In contrast, Gil-dong (Yoon Kyun Sang) is less relatable and I don’t think it’s the actor who failed to deliver the character. There’s something missing in the development of the character which causes a disconnection between the viewer and Gil-dong. Till the end his inhuman strength doesn’t really seem to contribute in Gil-dong’s development as a people’s hero, and the growth of Gil-dong from avenging the death of Amogae to becoming a hero who liberated the people from crazy King Yeonsangun (Kim Ji-seok) somehow felt jarring.

Oddly, the other characters have more interesting arcs and character growth, and I really like the alternative perspective that Show came up with for Yeonsangun. His cruelty and unhinged behaviors were presented as it is, but the writer attempted to explain why he became as such and it personifies the historical character whom we usually think is one-dimensionally sadistic. Similarly, Jang Nok-soo (Lee Honey) is no longer the evil temptress as recorded in history but a woman with a sad life who tries her best to survive in the harsh world.

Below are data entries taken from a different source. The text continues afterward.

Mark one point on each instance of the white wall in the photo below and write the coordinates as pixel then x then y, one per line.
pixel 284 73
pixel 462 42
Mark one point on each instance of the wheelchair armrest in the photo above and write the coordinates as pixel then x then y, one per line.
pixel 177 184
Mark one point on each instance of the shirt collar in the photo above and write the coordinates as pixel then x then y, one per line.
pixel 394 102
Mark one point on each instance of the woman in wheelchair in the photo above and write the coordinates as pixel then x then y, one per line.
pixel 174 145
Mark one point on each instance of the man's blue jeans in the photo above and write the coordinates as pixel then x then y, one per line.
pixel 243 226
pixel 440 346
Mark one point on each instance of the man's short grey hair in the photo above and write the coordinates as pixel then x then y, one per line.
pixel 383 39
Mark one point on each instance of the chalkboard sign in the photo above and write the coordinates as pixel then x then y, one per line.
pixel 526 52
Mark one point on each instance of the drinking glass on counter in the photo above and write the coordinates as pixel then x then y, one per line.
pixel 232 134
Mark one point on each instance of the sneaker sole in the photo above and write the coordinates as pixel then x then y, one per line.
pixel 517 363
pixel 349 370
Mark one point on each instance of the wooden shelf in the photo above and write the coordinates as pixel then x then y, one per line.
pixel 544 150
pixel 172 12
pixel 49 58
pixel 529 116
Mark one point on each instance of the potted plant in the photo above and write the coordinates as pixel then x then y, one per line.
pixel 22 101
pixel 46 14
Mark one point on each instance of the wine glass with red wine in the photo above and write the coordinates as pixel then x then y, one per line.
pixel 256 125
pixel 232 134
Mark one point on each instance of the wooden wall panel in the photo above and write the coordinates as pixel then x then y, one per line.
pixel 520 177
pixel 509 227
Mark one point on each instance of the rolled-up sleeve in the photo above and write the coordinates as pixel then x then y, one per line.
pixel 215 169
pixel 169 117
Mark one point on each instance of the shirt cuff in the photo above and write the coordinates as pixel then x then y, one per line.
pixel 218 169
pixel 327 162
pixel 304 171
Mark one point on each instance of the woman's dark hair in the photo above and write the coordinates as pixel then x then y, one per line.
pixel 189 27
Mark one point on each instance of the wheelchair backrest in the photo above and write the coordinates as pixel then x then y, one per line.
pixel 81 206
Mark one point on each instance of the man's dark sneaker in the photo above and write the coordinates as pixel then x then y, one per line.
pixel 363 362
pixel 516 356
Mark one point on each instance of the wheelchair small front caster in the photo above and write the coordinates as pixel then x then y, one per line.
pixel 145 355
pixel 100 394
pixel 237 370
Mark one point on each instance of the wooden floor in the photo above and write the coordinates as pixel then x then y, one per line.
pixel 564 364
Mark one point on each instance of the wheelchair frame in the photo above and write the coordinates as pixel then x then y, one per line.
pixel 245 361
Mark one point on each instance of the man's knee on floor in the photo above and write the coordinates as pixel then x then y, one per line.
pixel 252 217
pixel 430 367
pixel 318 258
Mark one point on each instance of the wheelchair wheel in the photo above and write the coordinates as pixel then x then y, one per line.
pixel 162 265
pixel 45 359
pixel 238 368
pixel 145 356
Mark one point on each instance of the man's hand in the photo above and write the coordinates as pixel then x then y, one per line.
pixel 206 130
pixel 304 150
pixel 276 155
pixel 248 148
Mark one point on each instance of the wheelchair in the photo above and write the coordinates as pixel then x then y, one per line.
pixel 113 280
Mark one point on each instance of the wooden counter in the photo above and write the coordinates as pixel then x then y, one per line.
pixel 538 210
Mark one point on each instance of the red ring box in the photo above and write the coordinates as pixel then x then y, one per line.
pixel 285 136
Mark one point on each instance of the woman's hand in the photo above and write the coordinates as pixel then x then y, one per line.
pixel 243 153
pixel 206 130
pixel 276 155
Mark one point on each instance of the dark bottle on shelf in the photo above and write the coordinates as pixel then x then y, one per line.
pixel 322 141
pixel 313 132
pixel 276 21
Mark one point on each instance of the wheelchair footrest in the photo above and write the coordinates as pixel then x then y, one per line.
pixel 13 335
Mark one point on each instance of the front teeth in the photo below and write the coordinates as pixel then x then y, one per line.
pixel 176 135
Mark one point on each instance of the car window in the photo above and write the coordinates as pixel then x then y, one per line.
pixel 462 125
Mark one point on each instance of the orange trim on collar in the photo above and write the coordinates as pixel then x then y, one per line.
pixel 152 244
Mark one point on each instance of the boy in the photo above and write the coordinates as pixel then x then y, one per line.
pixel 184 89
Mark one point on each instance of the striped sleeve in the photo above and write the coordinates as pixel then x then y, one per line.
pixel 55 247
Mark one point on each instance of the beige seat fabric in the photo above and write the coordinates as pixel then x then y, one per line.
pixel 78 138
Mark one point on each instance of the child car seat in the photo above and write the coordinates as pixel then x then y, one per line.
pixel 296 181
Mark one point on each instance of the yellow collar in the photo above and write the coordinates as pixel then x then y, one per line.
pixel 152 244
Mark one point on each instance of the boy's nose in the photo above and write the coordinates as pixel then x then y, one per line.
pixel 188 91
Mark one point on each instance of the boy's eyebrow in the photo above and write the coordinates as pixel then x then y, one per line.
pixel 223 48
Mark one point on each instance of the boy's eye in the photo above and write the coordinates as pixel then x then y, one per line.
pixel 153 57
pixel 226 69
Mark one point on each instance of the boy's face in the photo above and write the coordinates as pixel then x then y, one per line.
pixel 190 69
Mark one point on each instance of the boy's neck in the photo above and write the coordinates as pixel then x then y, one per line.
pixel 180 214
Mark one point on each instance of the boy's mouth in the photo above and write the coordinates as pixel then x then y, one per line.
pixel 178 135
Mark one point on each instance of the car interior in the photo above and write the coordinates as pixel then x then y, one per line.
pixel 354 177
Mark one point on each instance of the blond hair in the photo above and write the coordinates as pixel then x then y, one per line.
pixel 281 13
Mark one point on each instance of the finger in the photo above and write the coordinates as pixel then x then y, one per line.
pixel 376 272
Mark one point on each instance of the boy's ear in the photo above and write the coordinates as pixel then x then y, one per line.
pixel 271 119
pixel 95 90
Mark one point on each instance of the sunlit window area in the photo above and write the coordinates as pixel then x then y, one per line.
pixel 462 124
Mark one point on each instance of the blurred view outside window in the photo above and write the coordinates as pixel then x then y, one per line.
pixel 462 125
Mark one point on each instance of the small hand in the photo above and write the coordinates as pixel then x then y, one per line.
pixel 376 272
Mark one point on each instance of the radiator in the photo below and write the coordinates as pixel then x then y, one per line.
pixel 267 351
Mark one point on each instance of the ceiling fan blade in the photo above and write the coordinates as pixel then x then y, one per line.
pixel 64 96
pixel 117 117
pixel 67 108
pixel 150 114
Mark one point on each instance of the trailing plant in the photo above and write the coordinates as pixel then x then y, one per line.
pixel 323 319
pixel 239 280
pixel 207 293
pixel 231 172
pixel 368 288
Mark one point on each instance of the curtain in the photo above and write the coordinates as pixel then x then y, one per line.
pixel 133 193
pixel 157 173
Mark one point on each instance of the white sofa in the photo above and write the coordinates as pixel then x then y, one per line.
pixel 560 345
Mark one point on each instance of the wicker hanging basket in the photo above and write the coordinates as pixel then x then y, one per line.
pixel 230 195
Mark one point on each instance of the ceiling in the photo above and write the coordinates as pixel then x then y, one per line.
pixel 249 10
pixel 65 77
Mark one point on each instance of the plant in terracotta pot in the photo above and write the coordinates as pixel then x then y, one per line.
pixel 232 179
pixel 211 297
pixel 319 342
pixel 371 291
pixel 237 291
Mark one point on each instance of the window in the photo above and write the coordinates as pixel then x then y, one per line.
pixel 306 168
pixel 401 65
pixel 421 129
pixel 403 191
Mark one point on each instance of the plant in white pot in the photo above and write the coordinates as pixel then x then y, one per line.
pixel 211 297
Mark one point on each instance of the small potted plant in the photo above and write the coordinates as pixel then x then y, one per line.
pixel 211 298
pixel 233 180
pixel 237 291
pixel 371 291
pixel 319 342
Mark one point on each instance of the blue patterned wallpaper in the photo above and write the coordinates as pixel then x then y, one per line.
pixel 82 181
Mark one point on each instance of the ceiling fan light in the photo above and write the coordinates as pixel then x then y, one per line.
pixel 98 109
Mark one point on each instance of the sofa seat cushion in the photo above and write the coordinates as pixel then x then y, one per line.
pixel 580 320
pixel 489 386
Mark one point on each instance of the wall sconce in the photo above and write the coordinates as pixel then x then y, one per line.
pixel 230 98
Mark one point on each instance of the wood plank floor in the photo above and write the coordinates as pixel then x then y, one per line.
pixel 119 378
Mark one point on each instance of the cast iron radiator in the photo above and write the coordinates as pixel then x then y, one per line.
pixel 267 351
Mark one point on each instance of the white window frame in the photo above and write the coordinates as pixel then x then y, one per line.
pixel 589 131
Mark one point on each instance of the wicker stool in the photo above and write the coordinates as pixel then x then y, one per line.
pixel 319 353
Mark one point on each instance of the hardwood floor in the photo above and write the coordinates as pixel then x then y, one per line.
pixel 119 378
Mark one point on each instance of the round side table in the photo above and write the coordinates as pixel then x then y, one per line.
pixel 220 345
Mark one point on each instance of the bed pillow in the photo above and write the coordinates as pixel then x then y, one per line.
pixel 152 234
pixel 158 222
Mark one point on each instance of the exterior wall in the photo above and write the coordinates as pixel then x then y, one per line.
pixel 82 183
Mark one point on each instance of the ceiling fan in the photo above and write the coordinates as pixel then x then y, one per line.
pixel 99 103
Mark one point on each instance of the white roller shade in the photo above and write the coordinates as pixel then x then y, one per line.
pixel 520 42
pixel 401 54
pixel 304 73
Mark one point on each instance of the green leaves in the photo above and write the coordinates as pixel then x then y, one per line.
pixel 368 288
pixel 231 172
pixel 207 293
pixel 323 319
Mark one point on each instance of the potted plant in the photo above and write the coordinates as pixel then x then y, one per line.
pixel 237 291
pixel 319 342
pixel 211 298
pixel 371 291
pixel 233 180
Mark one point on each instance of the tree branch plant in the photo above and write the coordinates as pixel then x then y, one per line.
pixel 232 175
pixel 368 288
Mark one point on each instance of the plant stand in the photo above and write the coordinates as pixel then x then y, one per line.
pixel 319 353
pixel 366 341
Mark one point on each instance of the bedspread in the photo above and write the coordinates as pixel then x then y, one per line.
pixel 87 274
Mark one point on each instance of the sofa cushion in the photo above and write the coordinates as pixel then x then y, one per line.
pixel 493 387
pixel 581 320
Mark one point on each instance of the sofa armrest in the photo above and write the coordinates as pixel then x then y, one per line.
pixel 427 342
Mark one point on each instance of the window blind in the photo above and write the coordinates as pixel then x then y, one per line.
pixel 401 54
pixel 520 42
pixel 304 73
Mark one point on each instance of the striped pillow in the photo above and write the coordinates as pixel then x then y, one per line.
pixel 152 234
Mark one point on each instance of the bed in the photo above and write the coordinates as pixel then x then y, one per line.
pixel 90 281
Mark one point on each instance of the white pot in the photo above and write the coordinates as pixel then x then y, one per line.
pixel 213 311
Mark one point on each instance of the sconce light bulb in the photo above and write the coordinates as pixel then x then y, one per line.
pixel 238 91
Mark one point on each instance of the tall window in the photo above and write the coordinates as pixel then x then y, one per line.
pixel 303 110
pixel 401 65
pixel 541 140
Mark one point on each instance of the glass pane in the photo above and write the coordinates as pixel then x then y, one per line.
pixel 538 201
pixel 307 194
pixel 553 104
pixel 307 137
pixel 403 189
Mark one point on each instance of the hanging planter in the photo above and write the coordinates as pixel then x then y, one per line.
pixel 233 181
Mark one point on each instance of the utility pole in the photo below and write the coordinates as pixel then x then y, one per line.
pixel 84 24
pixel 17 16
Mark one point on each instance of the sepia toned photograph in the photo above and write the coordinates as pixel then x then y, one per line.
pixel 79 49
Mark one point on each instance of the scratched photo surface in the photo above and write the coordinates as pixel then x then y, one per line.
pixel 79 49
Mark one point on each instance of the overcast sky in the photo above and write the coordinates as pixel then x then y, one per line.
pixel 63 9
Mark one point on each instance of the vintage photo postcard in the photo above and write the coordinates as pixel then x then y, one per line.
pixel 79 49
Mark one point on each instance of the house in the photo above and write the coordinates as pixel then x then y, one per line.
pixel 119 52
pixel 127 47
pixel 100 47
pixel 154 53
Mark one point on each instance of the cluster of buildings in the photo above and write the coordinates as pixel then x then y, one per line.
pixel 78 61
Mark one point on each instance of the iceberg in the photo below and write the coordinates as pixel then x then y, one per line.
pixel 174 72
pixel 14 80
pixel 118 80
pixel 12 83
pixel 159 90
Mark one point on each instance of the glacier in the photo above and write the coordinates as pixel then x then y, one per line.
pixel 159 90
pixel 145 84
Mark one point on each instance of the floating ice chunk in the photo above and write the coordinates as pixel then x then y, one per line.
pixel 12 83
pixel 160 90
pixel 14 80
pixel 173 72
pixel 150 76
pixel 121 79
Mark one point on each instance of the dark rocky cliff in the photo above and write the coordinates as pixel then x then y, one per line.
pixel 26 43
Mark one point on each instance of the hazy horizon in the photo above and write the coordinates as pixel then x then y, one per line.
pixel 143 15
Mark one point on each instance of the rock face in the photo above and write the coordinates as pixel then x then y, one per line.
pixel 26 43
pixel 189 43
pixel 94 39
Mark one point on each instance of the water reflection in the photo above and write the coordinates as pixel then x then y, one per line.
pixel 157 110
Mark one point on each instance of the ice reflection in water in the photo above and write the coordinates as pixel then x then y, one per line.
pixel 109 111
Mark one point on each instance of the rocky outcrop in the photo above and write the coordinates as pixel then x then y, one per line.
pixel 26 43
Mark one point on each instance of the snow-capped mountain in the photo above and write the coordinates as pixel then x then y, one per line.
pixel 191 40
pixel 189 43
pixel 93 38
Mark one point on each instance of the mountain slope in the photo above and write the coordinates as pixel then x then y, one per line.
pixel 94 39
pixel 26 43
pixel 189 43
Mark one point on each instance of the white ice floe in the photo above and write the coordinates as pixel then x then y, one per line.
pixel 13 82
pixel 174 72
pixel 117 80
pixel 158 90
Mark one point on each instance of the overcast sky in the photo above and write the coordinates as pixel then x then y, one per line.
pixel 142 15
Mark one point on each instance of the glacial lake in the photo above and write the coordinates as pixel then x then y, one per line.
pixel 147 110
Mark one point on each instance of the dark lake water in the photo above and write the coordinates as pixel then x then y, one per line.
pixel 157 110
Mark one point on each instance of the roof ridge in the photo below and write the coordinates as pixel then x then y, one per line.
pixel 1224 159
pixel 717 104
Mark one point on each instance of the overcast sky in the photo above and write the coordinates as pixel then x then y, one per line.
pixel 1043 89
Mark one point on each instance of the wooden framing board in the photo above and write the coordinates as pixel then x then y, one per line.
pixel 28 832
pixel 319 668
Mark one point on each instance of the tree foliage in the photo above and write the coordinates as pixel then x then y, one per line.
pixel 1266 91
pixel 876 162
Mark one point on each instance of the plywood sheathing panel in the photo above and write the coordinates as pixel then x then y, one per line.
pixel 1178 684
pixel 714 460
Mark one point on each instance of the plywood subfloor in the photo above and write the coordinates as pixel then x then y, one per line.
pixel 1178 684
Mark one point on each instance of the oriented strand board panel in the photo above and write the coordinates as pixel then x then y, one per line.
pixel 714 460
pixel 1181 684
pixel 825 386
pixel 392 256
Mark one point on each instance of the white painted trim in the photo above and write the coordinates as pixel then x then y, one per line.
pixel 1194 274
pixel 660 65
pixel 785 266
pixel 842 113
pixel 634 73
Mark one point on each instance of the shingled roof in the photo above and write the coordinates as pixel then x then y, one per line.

I have to admit I find the Gli-dong’s siblings Gil-hyun (Shim Hee-seob) and Eorini (Lee Soo-min) more interesting as the characters are exposed to a world outside of what they knew of and also away from the Hong clan, giving them more depth and also made their return to their family more memorable. It was a wee bit irritating to have the guess-who-is-Eorini game throughout a good portion of Show and frankly speaking it wasn’t crucial to the plot at all. I did however like that Eorini wasn’t the doe-eyed Ok Ran and she’s still as fiesty as she was before she was brainwashed by Scholar Song and cronies.

There were quite a bit of fanservice (by sageuk standards) for our OTP Gil-dong and Ga-ryung (Chae Soo-bin) and these scenes were those more light-hearted scenes (other than those with our Hong Clan ahjusshis) in Show. Ga-ryung is as lovely as she is gutsy and I can’t imagine anyone as Ga-ryung other than Chae Soo-bin. Her unwavering belief in Gil-dong is one of the biggest support that he could have, and the scenes of their untimely reunion were kind of heartbreaking (kind of because of course Show will not kill off Ga-ryung!).

While Show may not be perfect it is definitely engaging and it knows how to make the viewers ask for more. If only the writing was more tight and better paced, but I guess it’s too much to ask for a perfect sageuk? Coupled with a catchy OST, I like what we had – a reimagination of Hong Gil-dong and his people.